The 2016 campaign season has brought a big dose of gun policy debate, and some candidates have claimed that gun manufacturers have immunity from civil lawsuits.  They are referring to a federal law known as the Protection of Lawful Commerce in Arms Act, or “PLCAA”.  15 U.S.C. §§  7901 - 7903.  Despite the statements by some political candidates, the PLCAA provides protection for firearms industry members for only a limited category of lawsuits.  No blanket immunity can be found in the PLCAA.

In 2005, Congress enacted the PLCAA to bar lawsuits against firearms sellers and manufacturers for crimes committed with their products.  At that time, certain lawsuits, some successful, had been brought against gun makers, theorizing that industry members should be held liable for the crimes of others, even where there was no proof that industry members had done anything other than manufacture or sell an otherwise lawful product.  The PLCAA is grounded in a legal principle that was developed long ago.  Under basic personal injury law that exists in every state, a person ordinarily will not be held liable for the intentional criminal acts of another.  Such liability as a general matter is rather rare, because American tort law does not often impose civil liability on one person when another person commits a crime.  This rule is chiefly based on causation principles, which hold that someone’s intentional criminal conduct is the sole proximate cause of the injury that results from the crime.  However, in the area of firearms, some courts varied from this general rule and allowed lawsuits to go forward against firearms sellers and manufacturers.  In response, Congress enacted the PLCAA.

The provisions of the PLCAA are straightforward.  The section barring liability, 15 U.S.C. § 7902, states plainly that “a qualified civil liability action may not be brought in any Federal or State court.”  A “qualified civil liability action” is any civil action or administrative proceeding by any person brought against a seller or manufacturer of firearms or ammunition for any relief whatsoever when harm results from criminal or unlawful misuse of the products.  15 U.S.C. § 7903(5)(A).  Thus, in the United States, firearms sellers and manufacturers generally are not liable when a criminal commits a crime using one of their products.

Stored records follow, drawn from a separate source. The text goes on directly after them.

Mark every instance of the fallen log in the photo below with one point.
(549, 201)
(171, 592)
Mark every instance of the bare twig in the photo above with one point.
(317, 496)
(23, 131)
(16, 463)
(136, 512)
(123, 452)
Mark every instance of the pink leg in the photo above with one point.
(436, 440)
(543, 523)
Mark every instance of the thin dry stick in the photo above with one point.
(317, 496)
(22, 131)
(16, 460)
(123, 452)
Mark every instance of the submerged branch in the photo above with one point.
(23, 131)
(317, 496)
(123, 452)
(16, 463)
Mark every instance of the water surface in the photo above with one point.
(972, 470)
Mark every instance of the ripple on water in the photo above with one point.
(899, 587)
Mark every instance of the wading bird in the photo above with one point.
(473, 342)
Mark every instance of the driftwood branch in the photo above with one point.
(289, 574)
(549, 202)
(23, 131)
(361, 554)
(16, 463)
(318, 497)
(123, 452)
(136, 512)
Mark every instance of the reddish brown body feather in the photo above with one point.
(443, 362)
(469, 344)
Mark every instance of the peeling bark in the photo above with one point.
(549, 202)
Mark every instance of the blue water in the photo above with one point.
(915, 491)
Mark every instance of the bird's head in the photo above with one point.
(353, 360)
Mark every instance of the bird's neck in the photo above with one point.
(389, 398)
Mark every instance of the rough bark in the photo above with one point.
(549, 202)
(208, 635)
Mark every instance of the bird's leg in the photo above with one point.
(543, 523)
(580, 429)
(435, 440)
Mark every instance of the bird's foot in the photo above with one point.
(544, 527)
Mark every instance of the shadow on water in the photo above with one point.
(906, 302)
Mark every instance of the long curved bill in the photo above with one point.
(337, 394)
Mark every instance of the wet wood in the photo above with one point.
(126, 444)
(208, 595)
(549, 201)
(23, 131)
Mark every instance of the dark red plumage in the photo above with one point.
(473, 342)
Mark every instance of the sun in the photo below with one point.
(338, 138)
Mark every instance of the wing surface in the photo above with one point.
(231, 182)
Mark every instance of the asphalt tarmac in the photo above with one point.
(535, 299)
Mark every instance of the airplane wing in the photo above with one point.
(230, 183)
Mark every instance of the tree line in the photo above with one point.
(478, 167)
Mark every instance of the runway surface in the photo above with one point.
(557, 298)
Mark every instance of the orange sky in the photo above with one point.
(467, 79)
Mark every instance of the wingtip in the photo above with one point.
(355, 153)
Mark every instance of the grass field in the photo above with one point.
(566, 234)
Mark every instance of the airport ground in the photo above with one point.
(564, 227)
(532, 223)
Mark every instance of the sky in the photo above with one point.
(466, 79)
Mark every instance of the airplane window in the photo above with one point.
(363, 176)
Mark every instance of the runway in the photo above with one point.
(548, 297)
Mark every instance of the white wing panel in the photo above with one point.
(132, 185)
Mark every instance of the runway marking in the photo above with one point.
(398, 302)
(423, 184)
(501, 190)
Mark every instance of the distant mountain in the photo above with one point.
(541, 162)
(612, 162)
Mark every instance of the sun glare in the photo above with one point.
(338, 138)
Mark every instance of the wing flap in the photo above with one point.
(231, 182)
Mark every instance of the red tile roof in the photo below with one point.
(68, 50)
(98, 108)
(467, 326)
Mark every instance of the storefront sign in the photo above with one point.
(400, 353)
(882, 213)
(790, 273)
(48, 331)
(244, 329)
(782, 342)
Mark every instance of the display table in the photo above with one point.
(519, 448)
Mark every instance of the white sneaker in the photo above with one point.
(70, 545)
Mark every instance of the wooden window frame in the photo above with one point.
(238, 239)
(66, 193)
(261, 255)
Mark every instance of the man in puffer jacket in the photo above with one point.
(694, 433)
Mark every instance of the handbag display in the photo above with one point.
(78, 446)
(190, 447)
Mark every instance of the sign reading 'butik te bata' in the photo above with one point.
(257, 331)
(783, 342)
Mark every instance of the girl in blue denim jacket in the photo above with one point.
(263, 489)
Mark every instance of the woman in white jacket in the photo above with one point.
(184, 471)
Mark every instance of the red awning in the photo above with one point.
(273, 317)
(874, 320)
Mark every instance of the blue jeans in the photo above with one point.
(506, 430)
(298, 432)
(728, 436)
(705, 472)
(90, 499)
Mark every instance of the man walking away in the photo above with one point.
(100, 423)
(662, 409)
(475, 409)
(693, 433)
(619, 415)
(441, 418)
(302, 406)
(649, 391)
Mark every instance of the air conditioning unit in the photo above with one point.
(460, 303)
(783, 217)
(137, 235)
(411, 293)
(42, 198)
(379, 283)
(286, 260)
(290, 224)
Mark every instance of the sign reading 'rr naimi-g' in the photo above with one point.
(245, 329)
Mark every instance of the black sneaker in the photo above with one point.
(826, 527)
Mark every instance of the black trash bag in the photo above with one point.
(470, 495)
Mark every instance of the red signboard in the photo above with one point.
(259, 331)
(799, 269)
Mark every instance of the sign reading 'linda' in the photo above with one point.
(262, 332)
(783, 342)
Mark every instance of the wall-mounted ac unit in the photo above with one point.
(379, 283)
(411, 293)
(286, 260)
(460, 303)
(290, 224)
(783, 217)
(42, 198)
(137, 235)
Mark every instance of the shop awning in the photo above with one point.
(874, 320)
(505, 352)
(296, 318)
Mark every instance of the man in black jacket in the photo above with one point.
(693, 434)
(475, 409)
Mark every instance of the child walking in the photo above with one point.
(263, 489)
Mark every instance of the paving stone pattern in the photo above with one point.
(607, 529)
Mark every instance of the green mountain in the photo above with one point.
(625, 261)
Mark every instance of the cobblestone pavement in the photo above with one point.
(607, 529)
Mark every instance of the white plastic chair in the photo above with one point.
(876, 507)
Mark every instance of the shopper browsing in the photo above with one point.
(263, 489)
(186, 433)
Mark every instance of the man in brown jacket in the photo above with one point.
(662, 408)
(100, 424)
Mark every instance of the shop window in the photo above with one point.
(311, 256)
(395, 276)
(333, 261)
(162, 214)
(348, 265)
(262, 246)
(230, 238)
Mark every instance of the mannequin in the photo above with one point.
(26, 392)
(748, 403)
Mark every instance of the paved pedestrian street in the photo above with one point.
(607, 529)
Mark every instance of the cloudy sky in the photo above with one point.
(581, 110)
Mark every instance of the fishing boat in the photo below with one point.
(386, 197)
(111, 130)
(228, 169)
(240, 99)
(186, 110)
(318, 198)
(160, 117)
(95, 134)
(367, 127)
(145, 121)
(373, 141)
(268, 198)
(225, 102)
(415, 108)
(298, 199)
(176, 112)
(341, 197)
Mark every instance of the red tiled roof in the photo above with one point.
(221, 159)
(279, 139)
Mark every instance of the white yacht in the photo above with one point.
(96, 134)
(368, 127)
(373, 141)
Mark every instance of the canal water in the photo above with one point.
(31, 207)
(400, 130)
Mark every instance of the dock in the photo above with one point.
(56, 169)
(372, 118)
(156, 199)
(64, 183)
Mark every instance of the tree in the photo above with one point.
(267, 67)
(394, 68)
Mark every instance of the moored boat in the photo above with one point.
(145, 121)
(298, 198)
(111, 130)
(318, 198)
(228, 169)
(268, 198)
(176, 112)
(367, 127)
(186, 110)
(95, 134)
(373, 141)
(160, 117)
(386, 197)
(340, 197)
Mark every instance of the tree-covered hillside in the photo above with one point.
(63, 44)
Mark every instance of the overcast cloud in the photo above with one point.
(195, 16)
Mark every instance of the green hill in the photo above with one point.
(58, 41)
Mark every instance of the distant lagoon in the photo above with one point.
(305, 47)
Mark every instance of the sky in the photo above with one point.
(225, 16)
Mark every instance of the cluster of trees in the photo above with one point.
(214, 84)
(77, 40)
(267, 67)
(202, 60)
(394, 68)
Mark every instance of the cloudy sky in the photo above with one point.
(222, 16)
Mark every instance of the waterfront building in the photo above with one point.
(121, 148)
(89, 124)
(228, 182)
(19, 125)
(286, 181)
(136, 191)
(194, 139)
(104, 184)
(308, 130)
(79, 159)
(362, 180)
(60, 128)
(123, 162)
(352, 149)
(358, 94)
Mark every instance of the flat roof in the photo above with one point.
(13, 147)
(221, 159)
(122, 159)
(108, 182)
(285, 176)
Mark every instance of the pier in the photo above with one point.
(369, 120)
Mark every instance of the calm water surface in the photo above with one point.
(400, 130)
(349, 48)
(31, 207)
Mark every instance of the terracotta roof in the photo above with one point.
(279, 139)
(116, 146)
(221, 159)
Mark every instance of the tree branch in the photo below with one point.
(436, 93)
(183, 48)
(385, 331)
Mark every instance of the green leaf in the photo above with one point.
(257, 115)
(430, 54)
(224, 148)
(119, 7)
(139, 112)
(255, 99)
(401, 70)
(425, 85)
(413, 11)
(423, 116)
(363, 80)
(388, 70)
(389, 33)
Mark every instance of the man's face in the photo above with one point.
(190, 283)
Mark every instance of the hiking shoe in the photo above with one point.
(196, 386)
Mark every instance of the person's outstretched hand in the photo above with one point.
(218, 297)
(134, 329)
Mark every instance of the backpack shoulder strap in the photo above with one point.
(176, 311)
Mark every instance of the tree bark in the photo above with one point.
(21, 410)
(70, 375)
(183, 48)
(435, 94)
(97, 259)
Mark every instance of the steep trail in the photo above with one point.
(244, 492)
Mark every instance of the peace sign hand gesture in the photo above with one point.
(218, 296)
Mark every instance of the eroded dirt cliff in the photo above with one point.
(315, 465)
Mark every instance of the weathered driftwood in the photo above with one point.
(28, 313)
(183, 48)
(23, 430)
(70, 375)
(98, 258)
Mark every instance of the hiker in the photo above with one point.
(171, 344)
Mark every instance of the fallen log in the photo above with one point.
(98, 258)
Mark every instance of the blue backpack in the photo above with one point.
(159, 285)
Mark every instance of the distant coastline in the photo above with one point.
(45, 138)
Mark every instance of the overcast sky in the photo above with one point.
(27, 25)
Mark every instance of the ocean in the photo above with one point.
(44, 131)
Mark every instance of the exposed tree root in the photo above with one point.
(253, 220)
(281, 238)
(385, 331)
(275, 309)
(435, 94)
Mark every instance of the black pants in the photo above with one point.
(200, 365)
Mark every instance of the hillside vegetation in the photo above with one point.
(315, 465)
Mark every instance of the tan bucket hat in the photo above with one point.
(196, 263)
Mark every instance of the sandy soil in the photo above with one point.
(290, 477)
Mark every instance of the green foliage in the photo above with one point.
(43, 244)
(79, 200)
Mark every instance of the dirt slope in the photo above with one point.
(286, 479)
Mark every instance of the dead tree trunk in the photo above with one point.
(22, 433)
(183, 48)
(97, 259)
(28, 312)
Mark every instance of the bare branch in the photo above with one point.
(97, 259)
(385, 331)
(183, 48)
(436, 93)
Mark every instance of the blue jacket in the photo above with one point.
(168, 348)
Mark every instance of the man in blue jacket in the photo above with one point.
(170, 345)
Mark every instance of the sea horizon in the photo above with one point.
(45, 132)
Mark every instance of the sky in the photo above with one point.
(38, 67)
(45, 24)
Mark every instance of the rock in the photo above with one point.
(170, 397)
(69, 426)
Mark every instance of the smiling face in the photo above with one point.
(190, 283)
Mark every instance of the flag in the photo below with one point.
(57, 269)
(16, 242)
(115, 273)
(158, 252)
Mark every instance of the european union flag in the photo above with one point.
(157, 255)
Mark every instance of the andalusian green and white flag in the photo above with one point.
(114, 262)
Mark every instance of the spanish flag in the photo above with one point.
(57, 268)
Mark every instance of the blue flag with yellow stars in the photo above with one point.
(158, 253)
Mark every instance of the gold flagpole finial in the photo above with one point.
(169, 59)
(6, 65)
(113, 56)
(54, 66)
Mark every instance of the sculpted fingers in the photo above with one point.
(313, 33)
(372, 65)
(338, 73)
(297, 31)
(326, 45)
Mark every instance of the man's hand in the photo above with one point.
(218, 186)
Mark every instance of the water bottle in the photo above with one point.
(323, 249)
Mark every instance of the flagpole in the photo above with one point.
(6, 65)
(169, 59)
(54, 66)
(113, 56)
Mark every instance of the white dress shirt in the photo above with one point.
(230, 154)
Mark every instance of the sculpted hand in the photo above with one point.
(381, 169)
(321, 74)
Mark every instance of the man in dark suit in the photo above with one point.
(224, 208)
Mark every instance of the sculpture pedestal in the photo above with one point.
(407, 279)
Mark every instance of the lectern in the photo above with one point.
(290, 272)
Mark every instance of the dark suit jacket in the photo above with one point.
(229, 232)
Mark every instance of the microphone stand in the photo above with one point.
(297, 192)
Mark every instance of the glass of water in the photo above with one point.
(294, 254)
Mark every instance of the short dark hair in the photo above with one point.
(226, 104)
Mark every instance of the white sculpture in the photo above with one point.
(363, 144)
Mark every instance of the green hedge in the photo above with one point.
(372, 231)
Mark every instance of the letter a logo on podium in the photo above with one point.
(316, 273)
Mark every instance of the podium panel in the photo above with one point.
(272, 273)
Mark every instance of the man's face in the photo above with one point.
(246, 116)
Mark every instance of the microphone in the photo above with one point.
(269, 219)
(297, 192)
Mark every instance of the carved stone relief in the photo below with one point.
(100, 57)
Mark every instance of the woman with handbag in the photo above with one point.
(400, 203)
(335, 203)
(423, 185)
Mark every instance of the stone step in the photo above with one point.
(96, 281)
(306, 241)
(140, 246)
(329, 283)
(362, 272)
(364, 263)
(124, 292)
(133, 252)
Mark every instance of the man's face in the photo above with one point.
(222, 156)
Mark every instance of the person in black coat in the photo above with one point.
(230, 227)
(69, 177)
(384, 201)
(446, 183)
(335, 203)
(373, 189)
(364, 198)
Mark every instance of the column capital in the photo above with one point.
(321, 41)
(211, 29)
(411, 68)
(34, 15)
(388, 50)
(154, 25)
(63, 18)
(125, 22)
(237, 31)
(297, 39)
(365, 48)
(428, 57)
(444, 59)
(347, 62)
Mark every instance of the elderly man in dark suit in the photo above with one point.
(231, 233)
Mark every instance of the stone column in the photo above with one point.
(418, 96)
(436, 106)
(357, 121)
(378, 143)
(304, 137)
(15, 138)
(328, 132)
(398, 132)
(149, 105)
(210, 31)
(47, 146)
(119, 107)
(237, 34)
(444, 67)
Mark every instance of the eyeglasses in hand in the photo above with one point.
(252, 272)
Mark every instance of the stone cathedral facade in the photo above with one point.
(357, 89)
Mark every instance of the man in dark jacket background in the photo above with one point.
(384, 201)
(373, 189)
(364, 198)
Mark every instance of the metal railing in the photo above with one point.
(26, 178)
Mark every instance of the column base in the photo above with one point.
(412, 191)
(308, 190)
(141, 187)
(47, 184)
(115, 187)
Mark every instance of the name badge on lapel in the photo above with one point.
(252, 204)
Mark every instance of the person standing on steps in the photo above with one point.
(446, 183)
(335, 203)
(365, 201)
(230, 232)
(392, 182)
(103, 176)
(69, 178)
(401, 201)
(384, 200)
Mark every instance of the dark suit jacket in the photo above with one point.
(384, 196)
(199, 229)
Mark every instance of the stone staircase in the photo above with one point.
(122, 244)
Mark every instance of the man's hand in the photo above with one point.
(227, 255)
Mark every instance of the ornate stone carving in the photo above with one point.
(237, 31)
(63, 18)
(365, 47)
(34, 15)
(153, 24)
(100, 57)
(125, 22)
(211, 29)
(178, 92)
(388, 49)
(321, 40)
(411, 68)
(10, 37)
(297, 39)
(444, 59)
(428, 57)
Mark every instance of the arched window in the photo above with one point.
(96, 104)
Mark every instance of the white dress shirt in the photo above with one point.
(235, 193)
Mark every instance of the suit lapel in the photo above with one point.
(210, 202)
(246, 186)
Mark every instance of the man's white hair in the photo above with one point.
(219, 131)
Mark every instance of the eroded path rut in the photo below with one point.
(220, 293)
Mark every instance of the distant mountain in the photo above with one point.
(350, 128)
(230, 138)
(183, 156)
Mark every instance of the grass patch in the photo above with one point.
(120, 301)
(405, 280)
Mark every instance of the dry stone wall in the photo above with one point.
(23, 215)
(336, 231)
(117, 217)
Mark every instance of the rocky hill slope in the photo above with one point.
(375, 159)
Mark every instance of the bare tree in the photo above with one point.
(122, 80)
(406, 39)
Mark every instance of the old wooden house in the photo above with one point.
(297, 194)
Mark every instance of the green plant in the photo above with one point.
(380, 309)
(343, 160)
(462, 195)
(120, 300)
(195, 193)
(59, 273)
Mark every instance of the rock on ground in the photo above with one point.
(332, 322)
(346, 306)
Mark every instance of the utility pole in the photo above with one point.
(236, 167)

What the PLCAA does not do is insulate industry members entirely.  Another section of the PLCAA contains a list of exceptions, which negate any protection offered by the PLCAA.  These exceptions are:

When the transferor of a firearm or ammunition is convicted of knowingly transferring a gun or ammunition to a person who will use it in a crime.  15 U.S.C. § 7903(5)(A)(i).

When a seller negligently entrusts a gun or ammunition to someone, as was at issue in the Badger Guns case. 15 U.S.C. § 7903(5)(A)(ii).  This is a crucial exception, because “straw purchases” that are not identified by sellers can subject sellers to liability.

When an industry member knowingly violates State or Federal law and the violation of law caused a person's injury. 15 U.S.C. § 7903(5)(A)(iii).

When a buyer sues for breach of warranty, such as when the product does not operate as promised or as intended.  15 U.S.C. § 7903(5)(A)(iv).

When someone is injured from the negligent design or manufacture of a product.  15 U.S.C. § 7903(5)(A)(v).

These exceptions to PLCAA protection are crucial, and they show plainly that federal law does not provide blanket immunity to industry members.  Instead, industry members must ensure that their sales efforts comply with the law, and, as with any product, industry members must ensure that their products work as intended and as promised.

In the midst of the political debate, industry members continue to face lawsuits by persons injured by guns or ammunition. For example, we discussed in an article one effort by plaintiffs’ lawyers to get around the PLCAA bar to lawsuits, even though no exception under the PLCAA applied.  More recently, a gun seller in Wisconsin was held liable for injuries inflicted by a person who used a straw purchaser to buy a gun.

In light of these lawsuits and potential legal risk, industry members must understand the law and ensure that they remain within the protections provided by the PLCAA.